Authors: Carlo Jakobs (Fraunhofer FKIE), Martin Lambertz (Fraunhofer FKIE), and Jan-Niclas Hilgert (Fraunhofer FKIE)



Identifying similar files or duplicates becomes more relevant for digital investigations due to the growth of digital data and computer related crimes. Cryptographic hash values are limited to the identification of identical copies; to detect similar files, the class of similarity hashing algorithms has been introduced.

This paper focuses on ssdeep, the most common context-triggered piecewise hashing algorithm. A major contribution of this work is an assessment of the tool and the underlying algorithm. In an extensive evaluation, we show inconsistencies between the description of the algorithm and the implementation. Additionally, we propose several improvements, which we implemented incrementally into the current ssdeep tool to assess their respective impact with regard to the desired characteristics of a similarity hashing algorithm. In our evaluation, we demonstrate that our improvements lead to more stable hash values, a better runtime performance, and a better detection rate.

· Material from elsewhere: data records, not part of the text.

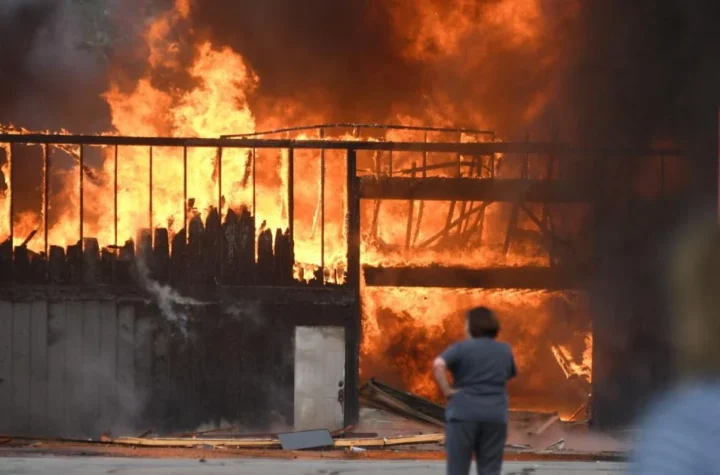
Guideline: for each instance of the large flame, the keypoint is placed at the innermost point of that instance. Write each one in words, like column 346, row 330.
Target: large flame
column 403, row 329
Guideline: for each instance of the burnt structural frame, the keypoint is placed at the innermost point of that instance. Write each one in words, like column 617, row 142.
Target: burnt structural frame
column 376, row 187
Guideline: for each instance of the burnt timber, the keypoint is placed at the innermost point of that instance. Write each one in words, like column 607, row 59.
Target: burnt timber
column 473, row 189
column 221, row 251
column 533, row 278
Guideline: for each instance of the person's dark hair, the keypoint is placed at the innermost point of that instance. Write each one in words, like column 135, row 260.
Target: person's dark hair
column 482, row 322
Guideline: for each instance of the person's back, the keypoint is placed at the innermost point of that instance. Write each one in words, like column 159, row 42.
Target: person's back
column 481, row 368
column 477, row 413
column 680, row 433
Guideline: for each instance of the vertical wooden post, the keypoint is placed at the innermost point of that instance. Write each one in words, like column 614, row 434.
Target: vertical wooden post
column 46, row 195
column 150, row 173
column 352, row 367
column 322, row 208
column 82, row 195
column 353, row 217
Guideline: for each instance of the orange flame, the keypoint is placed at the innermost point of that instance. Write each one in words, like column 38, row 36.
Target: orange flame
column 403, row 328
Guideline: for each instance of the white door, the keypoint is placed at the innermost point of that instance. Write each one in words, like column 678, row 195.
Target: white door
column 319, row 378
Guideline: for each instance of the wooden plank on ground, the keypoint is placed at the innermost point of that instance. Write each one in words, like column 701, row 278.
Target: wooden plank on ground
column 38, row 367
column 57, row 345
column 74, row 369
column 108, row 364
column 125, row 364
column 21, row 368
column 6, row 322
column 272, row 443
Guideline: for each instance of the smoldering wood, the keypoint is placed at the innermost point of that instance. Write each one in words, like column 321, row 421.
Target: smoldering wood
column 161, row 256
column 246, row 246
column 125, row 263
column 21, row 270
column 38, row 268
column 74, row 263
column 539, row 278
column 239, row 248
column 283, row 262
column 57, row 272
column 178, row 258
column 212, row 247
column 144, row 247
column 108, row 263
column 195, row 269
column 91, row 262
column 266, row 258
column 474, row 189
column 6, row 261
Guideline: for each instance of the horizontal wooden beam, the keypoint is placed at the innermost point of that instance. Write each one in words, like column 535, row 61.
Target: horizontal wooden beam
column 534, row 278
column 481, row 148
column 474, row 189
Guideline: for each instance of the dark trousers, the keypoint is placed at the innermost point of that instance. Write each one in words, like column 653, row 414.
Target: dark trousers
column 484, row 439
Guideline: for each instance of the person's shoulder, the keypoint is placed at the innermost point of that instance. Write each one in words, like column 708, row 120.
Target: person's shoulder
column 690, row 406
column 678, row 430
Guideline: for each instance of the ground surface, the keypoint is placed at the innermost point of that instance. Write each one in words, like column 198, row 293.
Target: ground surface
column 50, row 465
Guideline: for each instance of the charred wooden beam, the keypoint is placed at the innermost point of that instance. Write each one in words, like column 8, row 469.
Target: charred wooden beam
column 6, row 260
column 91, row 262
column 56, row 265
column 108, row 262
column 540, row 278
column 125, row 263
column 245, row 235
column 266, row 257
column 38, row 268
column 21, row 271
column 467, row 148
column 231, row 255
column 195, row 267
column 212, row 242
column 161, row 256
column 74, row 263
column 473, row 189
column 283, row 264
column 178, row 259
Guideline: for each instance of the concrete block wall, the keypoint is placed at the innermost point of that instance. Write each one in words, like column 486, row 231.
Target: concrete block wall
column 73, row 368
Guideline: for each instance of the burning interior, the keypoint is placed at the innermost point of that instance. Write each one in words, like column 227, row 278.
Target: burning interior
column 201, row 184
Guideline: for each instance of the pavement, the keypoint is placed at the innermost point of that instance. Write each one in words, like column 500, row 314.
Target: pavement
column 55, row 465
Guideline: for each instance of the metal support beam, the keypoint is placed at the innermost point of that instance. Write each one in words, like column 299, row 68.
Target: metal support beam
column 353, row 217
column 472, row 189
column 46, row 195
column 81, row 170
column 291, row 196
column 467, row 148
column 540, row 278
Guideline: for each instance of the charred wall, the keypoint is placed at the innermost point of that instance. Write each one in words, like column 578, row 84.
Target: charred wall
column 82, row 363
column 633, row 356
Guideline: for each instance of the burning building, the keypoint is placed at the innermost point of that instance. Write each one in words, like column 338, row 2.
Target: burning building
column 202, row 260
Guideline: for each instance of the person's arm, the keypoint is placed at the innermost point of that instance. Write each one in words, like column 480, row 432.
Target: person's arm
column 440, row 366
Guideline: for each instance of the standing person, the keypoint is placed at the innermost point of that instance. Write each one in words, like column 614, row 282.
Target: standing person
column 477, row 411
column 680, row 434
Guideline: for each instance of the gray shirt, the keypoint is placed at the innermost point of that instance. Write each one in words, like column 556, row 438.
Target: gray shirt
column 481, row 368
column 681, row 433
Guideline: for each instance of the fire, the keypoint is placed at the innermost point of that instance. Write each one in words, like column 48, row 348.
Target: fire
column 217, row 95
column 405, row 329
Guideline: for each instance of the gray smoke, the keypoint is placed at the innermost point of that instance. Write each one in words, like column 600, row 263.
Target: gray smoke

To summarize our contributions: we present an extensive discussion and evaluation of the ssdeep algorithm and its implementation and propose several improvements. Additionally, we make the different ssdeep versions we implemented to assess our improvements as well as the data set publicly available. Moreover, the corresponding repository supplementing this publication contains an even more elaborate evaluation of various aspects, which we could only touch on briefly in this paper. Finally, we propose configurations of ssdeep, which are more suited for the typical applications of ssdeep.